You can at any time request the removal of one or all Webmentions originating from your website.
Processing
Incoming Webmentions are handled as a request to process personal data that you make available by explicitly providing metadata in your website’s markup.
Publishing
An incoming Webmention request is by design a request for publishing a comment from elsewhere on the web; this is what the protocol was designed for and why it is active on your website.
Personal data
The Webmention plugin processes the following data (if available):
-
- Your name
- The profile picture from your website
- The URL of your website
- Personal information you include in your post
Indieweb
Users can optionally add additional information to their profile. As this is part of your user profile you have control of this information and can remove it at your discretion.
Simple Location
Location and weather data is optionally stored for all posts, attachments, and comments. Location data is extracted from uploaded images along with other metadata. This data can be removed prior to uploading if you do not wish this to be stored.

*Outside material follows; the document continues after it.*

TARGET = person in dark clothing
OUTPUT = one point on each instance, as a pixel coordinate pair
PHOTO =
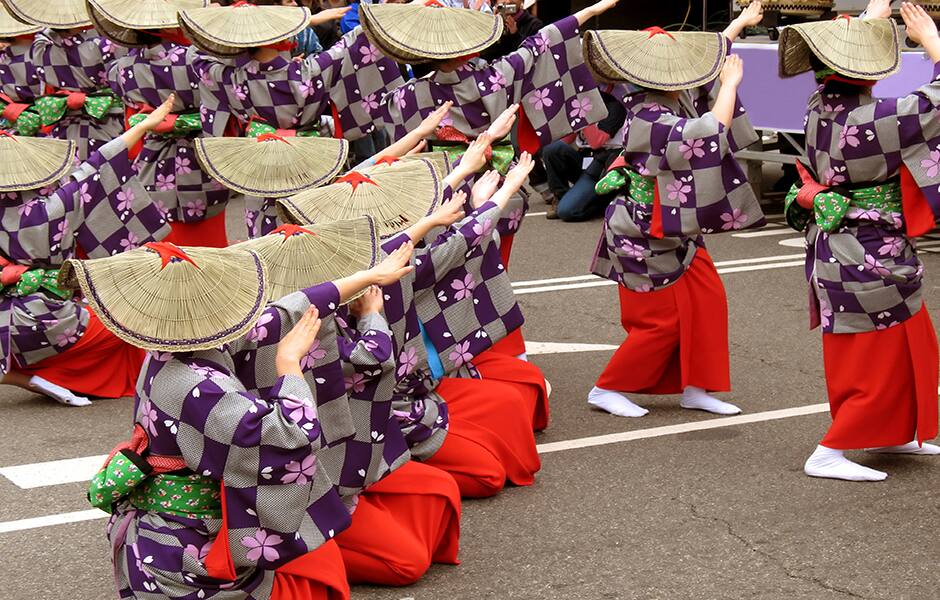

There are options to display this information or hide it.
Post Kinds
For responses to URLs, such as responding to a post or article, this site allows the storage of data around the post/article in order to generate a rich citation. Items such as author name and image, summary of the text, embed provided by third-party site, etc may be stored and are solely to provide this context. We will remove any of this on request.
Akismet
Akismet (Automattic) collects information about visitors who comment on sites that use its Akismet Anti-spam service, which includes this site. The information collected depends on how Akismet (the plugin) is for the site, but typically includes the commenter’s IP address, user agent, referrer, and site URL (along with other information directly provided by the commenter such as their name, username, email address, and the comment itself).